The route of nutrition delivery

Is there significant benefit or risk associated with the route chosen for delivery of nutrition? Would total parenteral nutrition (TPN) increase the bacteremia rate, but decrease the incidence of aspiration pneumonia, for instance? Could jejunal feeding reduce the likelihood of esophageal reflux and thus lower the pneumonia rate when compared to gastric feeding?

Gastric vs non-gastric enteral feeding

Gastrostomy feeding of 10 neurologically dysphagic patients was compared to 20 fed by nasogastric tube in Scotland [50]. The nasogastric tube was a "fine bore" 20 French tube. After 28 days, the gastrostomy patient group suffered two aspiration pneumonias and one wound infection versus no pneumonias for the nasogastric group. Another small study compared ventilated Canadian trauma patients receiving gastric versus duodenal feedings via nasal or oral tubes. Forty three gastrically fed patients had 18 clinically diagnosed pneumonias versus 10 pneumonias in the 37 patients receiving duodenal feedings.
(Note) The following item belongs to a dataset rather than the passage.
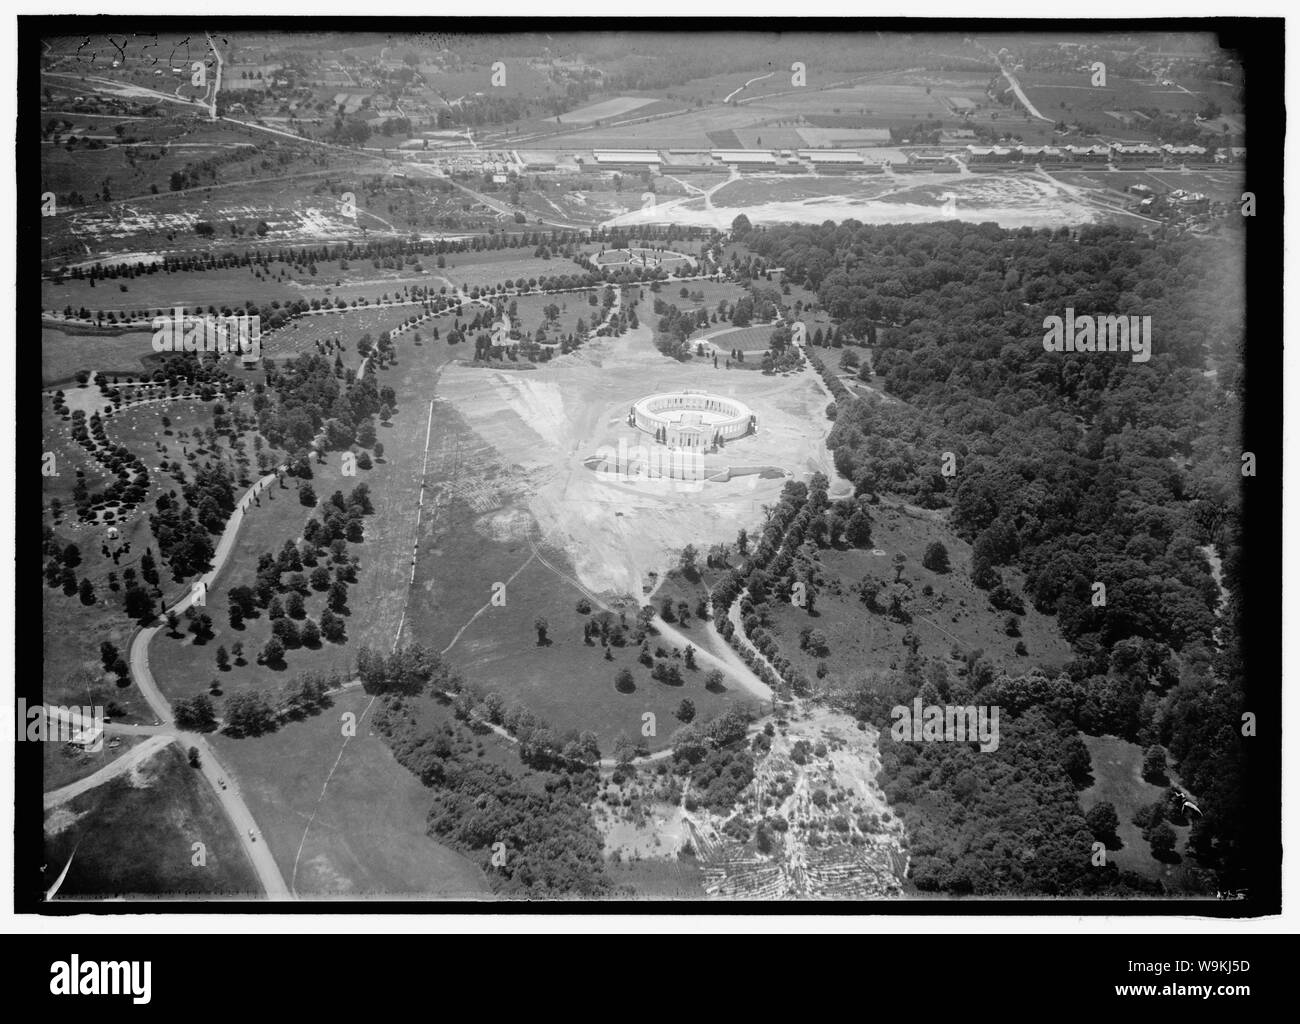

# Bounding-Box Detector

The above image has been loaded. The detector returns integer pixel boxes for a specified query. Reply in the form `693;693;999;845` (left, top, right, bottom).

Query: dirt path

No difference was statistically discernible with the sample size used. Nasogastric and nasoduodenal feeding of ventilated patients was compared in 44 California medical ICU patients [51]. The pneumonia, bacteremia and mortality rates were indistinguishable.

Jejunal feedings were compared to gastric feedings in 38 Boston medical and surgical ICU patients. The jejunal tubes were placed perorally. About half of each group was ventilated. Two gastrically fed patients developed pneumonia versus none of the jejunally fed [52]. Such a small study is not convincing.

Two meta-analyses have been published which analyzed the differences between gastric and non-gastric enteral feeding. One [53] found a relative risk of 0.76 of developing a pneumonia for small bowel (duodenal or jejunal) feedings. The other [54] found no proven benefit in preventing pneumonia by employing small bowel feedings. The consensus statement of a North American summit on aspiration in critically ill patients likewise concluded that good evidence does not exist for small bowel feedings unless proven aspiration occurs and then jejunal feedings were recommended [55]. This consensus group did recommend continuous enteral feeding rather than bolus feeding apparently based on the study carried out on 60 Nebraskan patients receiving nasogastric feedings [56]. This study only followed elderly patients for seven days. All patients were assessed clinically for aspiration and continuously fed patients had one-half the aspiration rate of intermittently fed patients. This difference was not statistically significant.